Similarly, Mejia shares an even more memorable experience working on a bespoke scent for a client. “She wanted to have a scent that would remind her of her mom [who passed away],” he says. With that, he crafted a scent that reflected the aroma of baking and gardening, which were the hobbies of the client’s mom. He notes that olfactory art is a deeply immersive process that is “more a work of the heart.”
But as he observes, Filipinos are particularly fond of scents that greet the nose lightly. “Every time someone comes to me for a bespoke scent, they always say… ”yung maaliwalas, ‘yung amoy bagong ligo, ‘yung amoy fresh laundry’,” he explains. This led him to build a fragrance portfolio that ranges from floral to woodsy notes—easy on the nose, the mark of a Filipino scent.
(They always say they want to have crisp scents that smell like fresh laundry.)
This penchant for fresh scents resonates with Cabugos as well. Out of over 20 skillfully crafted candles, her favorite scent would be the mellow, tropical blend of bamboo and coconut named Kalinaw. “The scents [of] bamboo and coconut have a unique quality to it [as] it is very fragrant but [does not] hurt your nose,” she describes.
Ultimately, Cabugos realizes, “Kahit na pare-pareho ng method [and raw materials], iba-iba [‘yung] atake. So it’s a form of self-expression din kung paano mo ible-blend ‘yung mga [scents].”

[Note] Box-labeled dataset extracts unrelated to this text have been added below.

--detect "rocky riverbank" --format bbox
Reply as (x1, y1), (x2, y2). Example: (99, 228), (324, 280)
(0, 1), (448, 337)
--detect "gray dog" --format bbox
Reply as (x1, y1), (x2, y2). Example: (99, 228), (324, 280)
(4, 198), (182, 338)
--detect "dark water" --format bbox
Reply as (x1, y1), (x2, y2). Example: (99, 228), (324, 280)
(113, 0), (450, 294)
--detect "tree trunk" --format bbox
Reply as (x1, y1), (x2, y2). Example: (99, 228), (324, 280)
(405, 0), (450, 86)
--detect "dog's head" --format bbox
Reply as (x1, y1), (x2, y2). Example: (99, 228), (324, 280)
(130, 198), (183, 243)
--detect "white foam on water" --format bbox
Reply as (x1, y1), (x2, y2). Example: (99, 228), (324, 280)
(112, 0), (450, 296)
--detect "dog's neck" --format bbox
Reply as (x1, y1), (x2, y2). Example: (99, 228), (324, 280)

(Even though the methods and raw materials are the same, each approach is different. So it’s a form of self-expression with how you blend the scents.)
Work of the heart
Lopena observes that art appealing to a person’s olfaction transcends time and place; it makes a person’s distant memories feel tangible all of a sudden. Mejia concurs, reminiscing about pre-pandemic art fairs where he talked to people about their experiences with particular scents. “Their stories are very much different,” he points out.
Today, the Philippines has the third largest market for perfumes in Southeast Asia. But despite the country’s rich resources for fragrance oils, the lack of facilities and equipment for production threatens our scent-making industry. However, the emergence of scented products in the market brings hope to olfactory artists like Mejia, Cabugos, and Lopena. “Meron pa ‘yung iba, they’re trying to revive this ylang-ylang extraction [facility] in Nueva Ecija,” Mejia shares, hoping for a farm-to-bottle method of fragrance production in the future.
Although there has yet to be a compelling space for olfactory art in the economy, exploring the artistic medium of olfaction already promises a bigger room for Filipinos to create and express themselves. “Go out, explore the world through your nose,” Mejia encourages.